The Mollie Kathleen Gold Mine Tour has been open longer than any other gold mine in the nation. The earliest visitors traveled down the 1,000 foot mine shaft in an open or skip. You were guided by actual miners, by candlelight, and got to watch as actual miners extracted gold. Mollie found that the amount of town visitors was growing at a rate that interrupted the mining operations. She instituted a plan, and scheduled tours during the day, and the mining was operational at night.

Mollie Kathleen Gold Mine

flickr image by TheStegg

The gold mine continued in full operation until 1961. That was when the processing plant, the Carlton Mill, closed operations, and there was nowhere to have the ore processed.
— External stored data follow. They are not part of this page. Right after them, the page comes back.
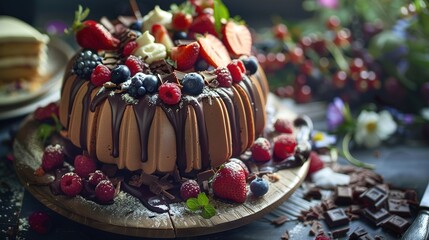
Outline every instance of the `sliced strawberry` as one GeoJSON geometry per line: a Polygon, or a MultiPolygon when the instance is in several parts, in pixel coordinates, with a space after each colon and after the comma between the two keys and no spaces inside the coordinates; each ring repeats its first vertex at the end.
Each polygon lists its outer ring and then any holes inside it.
{"type": "Polygon", "coordinates": [[[180,45],[171,49],[171,59],[176,61],[177,69],[180,71],[192,68],[197,61],[200,52],[200,45],[192,42],[187,45],[180,45]]]}
{"type": "Polygon", "coordinates": [[[206,34],[198,38],[198,43],[201,47],[201,57],[213,67],[226,67],[231,62],[228,50],[217,37],[206,34]]]}
{"type": "Polygon", "coordinates": [[[222,29],[223,42],[231,55],[250,55],[252,50],[252,35],[245,25],[229,21],[222,29]]]}
{"type": "Polygon", "coordinates": [[[192,24],[192,16],[189,13],[177,12],[173,14],[171,25],[174,30],[186,31],[192,24]]]}
{"type": "Polygon", "coordinates": [[[204,9],[213,9],[214,0],[190,0],[191,4],[195,7],[195,11],[201,15],[204,14],[204,9]]]}
{"type": "Polygon", "coordinates": [[[214,17],[209,14],[199,15],[194,19],[191,26],[189,27],[189,32],[200,34],[210,33],[217,36],[214,25],[214,17]]]}
{"type": "Polygon", "coordinates": [[[152,25],[152,34],[155,37],[155,42],[162,43],[167,50],[174,47],[173,41],[171,40],[170,35],[168,35],[168,31],[164,25],[158,23],[152,25]]]}
{"type": "Polygon", "coordinates": [[[93,21],[83,21],[89,14],[89,9],[83,11],[82,7],[75,12],[75,19],[71,30],[76,33],[76,41],[82,48],[91,50],[111,50],[115,49],[119,40],[116,39],[107,29],[93,21]],[[83,22],[82,22],[83,21],[83,22]]]}

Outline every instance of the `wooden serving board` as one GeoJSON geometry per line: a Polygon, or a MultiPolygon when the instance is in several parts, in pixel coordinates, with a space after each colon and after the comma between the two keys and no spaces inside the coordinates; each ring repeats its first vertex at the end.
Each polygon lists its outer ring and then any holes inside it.
{"type": "Polygon", "coordinates": [[[147,210],[138,199],[121,191],[112,205],[99,205],[80,196],[55,196],[49,189],[52,176],[34,175],[40,166],[43,144],[37,138],[39,123],[28,117],[14,142],[15,169],[24,187],[53,211],[81,224],[103,231],[138,237],[174,238],[207,235],[237,228],[257,220],[283,203],[304,180],[309,162],[277,172],[279,181],[261,198],[248,195],[244,204],[230,204],[210,197],[217,214],[204,219],[186,209],[184,203],[171,205],[168,213],[147,210]]]}

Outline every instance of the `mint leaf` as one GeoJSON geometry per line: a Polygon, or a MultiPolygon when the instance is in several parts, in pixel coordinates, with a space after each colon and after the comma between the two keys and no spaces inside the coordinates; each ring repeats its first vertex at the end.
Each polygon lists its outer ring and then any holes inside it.
{"type": "Polygon", "coordinates": [[[229,19],[228,8],[223,4],[222,0],[214,1],[214,19],[215,19],[215,29],[216,32],[220,35],[222,31],[222,19],[229,19]]]}
{"type": "Polygon", "coordinates": [[[198,209],[201,208],[200,204],[198,204],[198,200],[196,198],[189,198],[186,201],[186,206],[189,208],[189,210],[191,211],[197,211],[198,209]]]}
{"type": "Polygon", "coordinates": [[[55,128],[49,124],[42,124],[37,128],[37,137],[43,142],[46,142],[49,137],[55,132],[55,128]]]}
{"type": "Polygon", "coordinates": [[[200,194],[198,194],[198,197],[197,197],[197,199],[198,199],[198,204],[200,205],[200,206],[206,206],[207,204],[209,204],[209,198],[206,196],[206,193],[200,193],[200,194]]]}
{"type": "Polygon", "coordinates": [[[208,219],[213,217],[214,215],[216,215],[216,209],[213,207],[213,205],[211,204],[205,205],[203,208],[203,212],[201,213],[201,216],[203,218],[208,219]]]}

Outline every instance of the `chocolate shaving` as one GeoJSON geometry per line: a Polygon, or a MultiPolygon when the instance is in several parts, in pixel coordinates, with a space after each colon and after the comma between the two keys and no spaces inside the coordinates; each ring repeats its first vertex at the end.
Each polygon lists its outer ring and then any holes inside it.
{"type": "Polygon", "coordinates": [[[289,218],[286,215],[280,216],[278,218],[275,218],[271,221],[271,224],[274,224],[276,226],[283,225],[289,218]]]}
{"type": "Polygon", "coordinates": [[[155,61],[149,65],[153,74],[166,75],[174,71],[173,67],[165,59],[155,61]]]}
{"type": "Polygon", "coordinates": [[[198,173],[197,174],[198,184],[202,184],[204,181],[210,180],[210,178],[212,178],[214,176],[214,174],[215,174],[215,172],[212,169],[198,173]]]}
{"type": "Polygon", "coordinates": [[[102,17],[100,19],[100,23],[110,32],[115,32],[115,26],[112,24],[112,22],[107,17],[102,17]]]}
{"type": "Polygon", "coordinates": [[[286,230],[285,233],[283,233],[283,235],[281,236],[282,240],[289,240],[289,231],[286,230]]]}

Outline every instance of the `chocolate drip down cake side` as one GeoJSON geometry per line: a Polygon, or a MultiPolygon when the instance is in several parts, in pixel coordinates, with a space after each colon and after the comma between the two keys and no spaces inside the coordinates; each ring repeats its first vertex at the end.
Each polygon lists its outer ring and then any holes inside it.
{"type": "Polygon", "coordinates": [[[270,130],[251,33],[213,11],[185,2],[97,22],[79,7],[61,100],[36,110],[14,145],[36,198],[99,229],[174,237],[249,223],[296,189],[311,123],[291,113],[288,131],[270,130]],[[47,141],[41,124],[57,131],[47,141]],[[260,171],[275,165],[288,169],[260,171]]]}

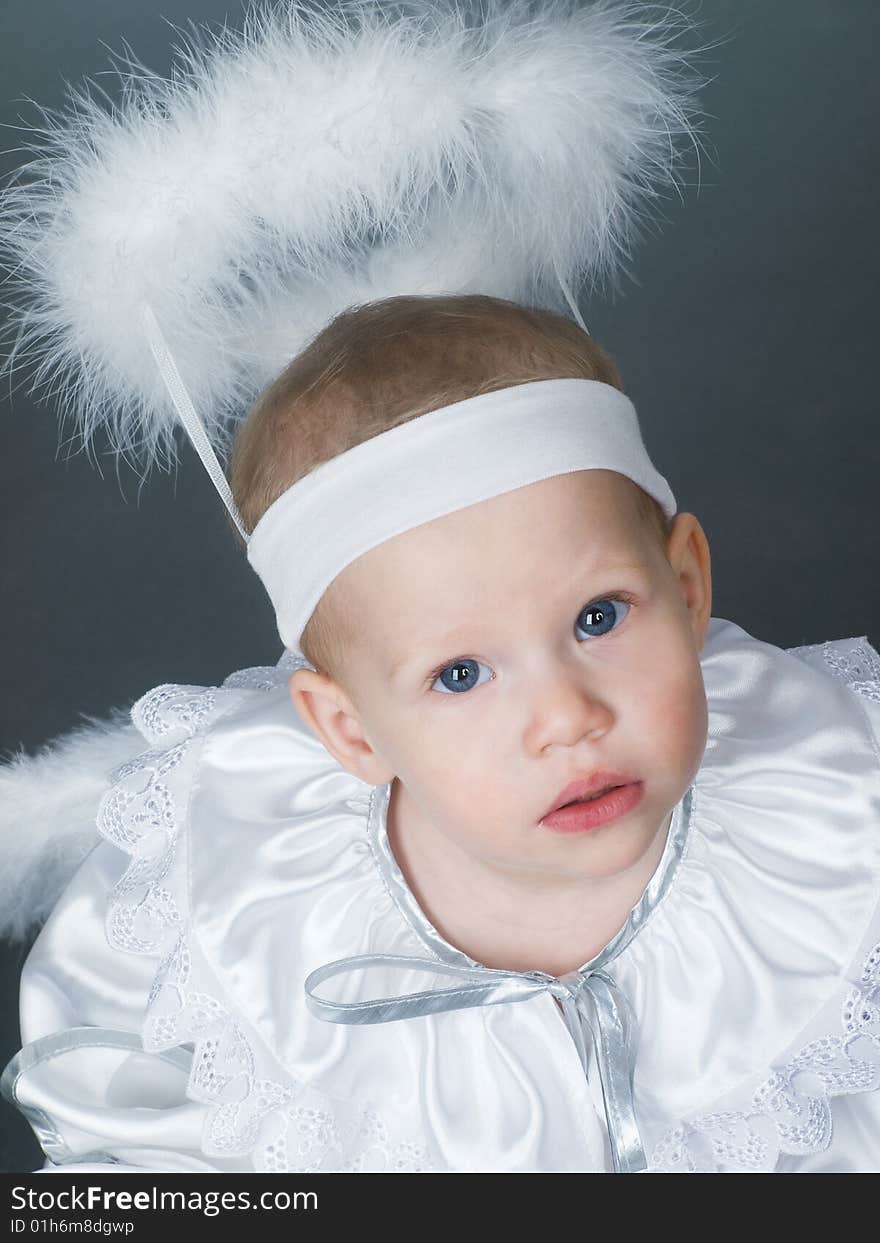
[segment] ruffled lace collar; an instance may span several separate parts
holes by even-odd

Mollie decided that the Mine Tours were doing well, and at that point, bringing enough monies to keep the mine in repair, and safe enough to continue tours. She decided that if someday the processing plant were to re-open, they would be ready to bring up more ere. During the “down time”, the mine facility was upgraded to some modern equipment. Expansion of a second level to the tour, created enough room to eliminate the usual congestion of visitors. New displays and such we also added for visitors, and the underground tour was now a full 30 minutes long.

In 1951, the Last Tram-Air-Locomotive was built for Mollie’s mine. This has been re-conditioned, and is now in use as an underground train for visitors. Also, a special underground vault was built, and contains a large mineral display of gold ore for visitors.

Continued development and expansions of the mine have made it so the one hour tour of the Mollie Kathleen Gold Mine now covers almost five

times the original distance of earlier tours.